In order to detect implanted cells via MR imaging, they must be labeled with a contrast agent. Most labeling studies have been conducted using superparamagnetic iron oxide particles (SPIO) or ultrasmall SPIOs (USPIO), which function by creating local field inhomogeneities that cause decreased signal on T2- and T2*-weighted images [7]. Iron oxide-based contrast agents show high MR sensitivity and good biocompatibility [8]. Cell labeling can be achieved by simple incubation with contrast agents [911]. Enhanced uptake can be achieved by linking SPIOs to HIV Tat peptides [12] or by using poly-l-lysine (PLL) [10], lipofectamine [10] or dendrimers [13]. While cellular uptake using these agents is greatly increased, these agents are unfortunately not approved by health authorities.

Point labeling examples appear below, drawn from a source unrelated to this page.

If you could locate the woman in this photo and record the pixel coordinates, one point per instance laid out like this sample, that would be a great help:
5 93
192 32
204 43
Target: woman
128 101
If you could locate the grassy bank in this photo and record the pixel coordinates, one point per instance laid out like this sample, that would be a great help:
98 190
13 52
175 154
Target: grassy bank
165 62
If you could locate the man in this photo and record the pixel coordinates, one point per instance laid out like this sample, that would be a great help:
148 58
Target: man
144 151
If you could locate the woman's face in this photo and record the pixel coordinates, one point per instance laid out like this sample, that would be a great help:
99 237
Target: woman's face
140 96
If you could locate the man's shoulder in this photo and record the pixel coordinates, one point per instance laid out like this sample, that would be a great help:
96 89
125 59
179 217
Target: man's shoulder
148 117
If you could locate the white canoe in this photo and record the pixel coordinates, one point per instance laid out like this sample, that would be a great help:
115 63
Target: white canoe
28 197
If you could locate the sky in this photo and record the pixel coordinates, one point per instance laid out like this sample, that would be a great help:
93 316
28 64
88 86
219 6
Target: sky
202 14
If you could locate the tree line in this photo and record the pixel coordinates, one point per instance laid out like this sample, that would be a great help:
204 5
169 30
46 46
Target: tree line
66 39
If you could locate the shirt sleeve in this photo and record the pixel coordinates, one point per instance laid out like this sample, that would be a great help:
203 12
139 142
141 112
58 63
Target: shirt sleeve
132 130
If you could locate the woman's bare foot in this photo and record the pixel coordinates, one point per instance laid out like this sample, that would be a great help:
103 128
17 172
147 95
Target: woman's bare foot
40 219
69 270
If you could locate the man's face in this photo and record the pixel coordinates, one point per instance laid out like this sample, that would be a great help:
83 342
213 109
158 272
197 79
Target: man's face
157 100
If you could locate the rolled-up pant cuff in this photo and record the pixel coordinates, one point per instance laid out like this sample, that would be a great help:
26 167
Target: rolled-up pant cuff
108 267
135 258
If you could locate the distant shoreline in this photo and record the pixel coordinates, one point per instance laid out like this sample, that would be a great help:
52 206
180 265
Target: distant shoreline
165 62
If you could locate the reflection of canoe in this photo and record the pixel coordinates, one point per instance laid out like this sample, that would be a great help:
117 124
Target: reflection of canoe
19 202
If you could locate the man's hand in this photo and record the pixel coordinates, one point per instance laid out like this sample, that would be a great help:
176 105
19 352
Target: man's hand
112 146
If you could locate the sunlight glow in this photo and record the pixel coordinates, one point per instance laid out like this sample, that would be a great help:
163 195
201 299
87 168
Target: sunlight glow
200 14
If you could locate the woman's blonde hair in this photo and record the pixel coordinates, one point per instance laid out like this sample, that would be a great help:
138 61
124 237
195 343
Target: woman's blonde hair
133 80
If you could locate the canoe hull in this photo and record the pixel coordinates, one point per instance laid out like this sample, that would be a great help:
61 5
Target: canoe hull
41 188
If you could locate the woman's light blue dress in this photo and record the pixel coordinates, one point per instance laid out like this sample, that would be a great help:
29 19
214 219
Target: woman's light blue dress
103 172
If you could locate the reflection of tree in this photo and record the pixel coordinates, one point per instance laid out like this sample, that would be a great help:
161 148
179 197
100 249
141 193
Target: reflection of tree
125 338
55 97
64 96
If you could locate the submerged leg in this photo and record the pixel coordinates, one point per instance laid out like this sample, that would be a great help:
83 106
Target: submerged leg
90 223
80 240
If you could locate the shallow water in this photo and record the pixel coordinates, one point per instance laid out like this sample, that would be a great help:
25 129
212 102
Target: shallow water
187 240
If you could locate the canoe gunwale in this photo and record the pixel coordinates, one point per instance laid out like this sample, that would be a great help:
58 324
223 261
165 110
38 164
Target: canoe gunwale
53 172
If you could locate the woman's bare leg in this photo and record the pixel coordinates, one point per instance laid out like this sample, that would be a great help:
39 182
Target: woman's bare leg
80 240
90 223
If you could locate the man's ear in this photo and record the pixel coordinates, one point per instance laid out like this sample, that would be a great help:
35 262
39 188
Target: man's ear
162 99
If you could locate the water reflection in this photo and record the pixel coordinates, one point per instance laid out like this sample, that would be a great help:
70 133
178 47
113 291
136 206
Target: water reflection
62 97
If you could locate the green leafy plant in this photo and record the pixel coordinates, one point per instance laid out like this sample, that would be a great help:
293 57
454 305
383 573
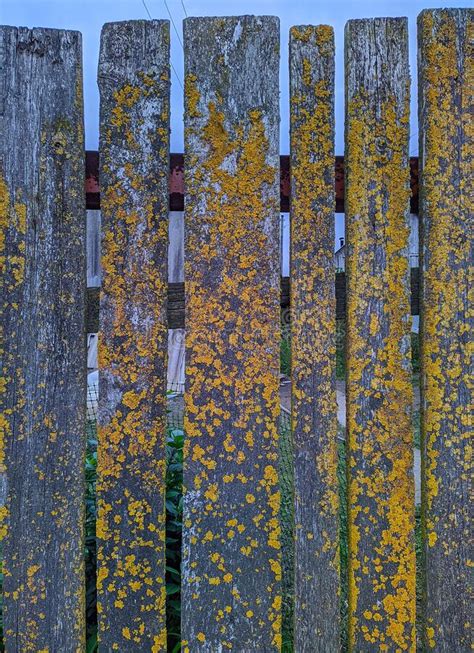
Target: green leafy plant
174 522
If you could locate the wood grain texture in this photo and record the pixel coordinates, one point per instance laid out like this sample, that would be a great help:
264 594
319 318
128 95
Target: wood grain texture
446 88
231 540
313 328
134 150
379 393
42 213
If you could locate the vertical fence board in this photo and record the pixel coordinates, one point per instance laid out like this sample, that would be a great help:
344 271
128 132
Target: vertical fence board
380 441
231 552
134 159
42 212
446 39
313 322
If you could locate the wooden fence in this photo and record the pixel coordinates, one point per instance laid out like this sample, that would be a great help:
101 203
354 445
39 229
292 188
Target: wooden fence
237 563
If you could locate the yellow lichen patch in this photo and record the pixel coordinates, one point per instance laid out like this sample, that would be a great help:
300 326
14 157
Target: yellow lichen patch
446 79
133 350
312 343
379 430
231 401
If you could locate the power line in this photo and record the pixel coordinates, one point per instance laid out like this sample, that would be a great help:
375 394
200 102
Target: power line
172 20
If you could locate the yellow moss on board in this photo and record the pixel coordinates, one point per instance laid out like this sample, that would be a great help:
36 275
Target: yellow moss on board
232 359
380 485
132 357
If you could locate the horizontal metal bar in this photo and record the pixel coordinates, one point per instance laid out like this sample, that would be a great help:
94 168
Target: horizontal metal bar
176 182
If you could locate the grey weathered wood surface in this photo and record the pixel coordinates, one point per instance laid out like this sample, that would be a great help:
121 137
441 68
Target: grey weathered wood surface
379 394
176 300
313 327
42 209
446 88
231 551
134 150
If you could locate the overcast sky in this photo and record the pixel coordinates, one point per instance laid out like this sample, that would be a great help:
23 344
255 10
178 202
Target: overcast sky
88 16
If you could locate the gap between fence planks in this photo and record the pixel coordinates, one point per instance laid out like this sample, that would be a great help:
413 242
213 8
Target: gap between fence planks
379 393
446 87
42 211
134 141
313 329
231 591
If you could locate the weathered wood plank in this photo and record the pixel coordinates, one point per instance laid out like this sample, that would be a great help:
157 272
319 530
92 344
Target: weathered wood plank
446 79
134 144
380 441
231 551
313 325
42 213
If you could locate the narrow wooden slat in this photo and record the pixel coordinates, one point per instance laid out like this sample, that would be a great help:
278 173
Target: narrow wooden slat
313 324
380 442
134 144
231 540
446 87
42 213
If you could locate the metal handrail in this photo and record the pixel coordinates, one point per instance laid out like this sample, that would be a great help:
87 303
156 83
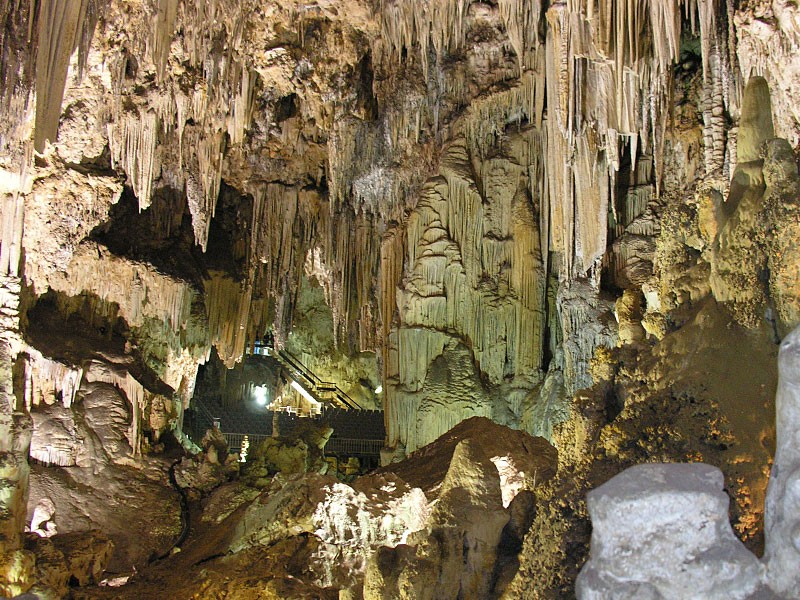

Protamine is a low molecular weight polycationic peptide that is approved as an antidote for heparin anticoagulation [14]. It is also used as a transfection agent for DNA [15] and oligonucleotides [16]. Arbab et al. have shown that protamine can aid in the uptake of ferumoxides for the application of cell labeling [17]. Ferucarbotran (Resovist) is a SPIO with a carboxydextran coating, a net negative charge and a hydrodynamic diameter slightly smaller than ferumoxides. It is currently in clinical use in Europe for MR examination of focal liver lesions and possesses advantages compared with other iron-based contrast agents, such as its ability to be administered in a bolus. It has been shown that the cellular uptake in monocytes of ferucarbotran is greater and its induction of apoptosis is lower when compared with ferumoxides [18]. Thus, it seems that the combination of protamine and ferucarbotran is promising in order to develop a clinically applicable, fast and efficient method for stem cell labeling for subsequent depiction with MRI.

Materials and methods

Contrast agent

Ferucarbotran (Resovist, Bayer Schering Pharma AG, Berlin, Germany) are SPIO particles that are coated with carboxydextran [19]. It has been approved for the MR characterization of focal liver lesions in Europe since 2001. The contrast agent has an r1 relaxivity of 8.7 (8.2–9.2) mM−1s−1, r2 relaxivity of 61 (54–68) mM−1s−1 (at 37°C and 1.5 T in water) and an overall hydrodynamic diameter of 62 nm [19, 20]. The carboxydextran coating ensures optimal dispersion of the nanoparticles within aqueous solutions and bestows upon the complex a net negative charge. Contrast agent was provided as a 1.4-ml ready-to-inject syringe of 0.5 M iron.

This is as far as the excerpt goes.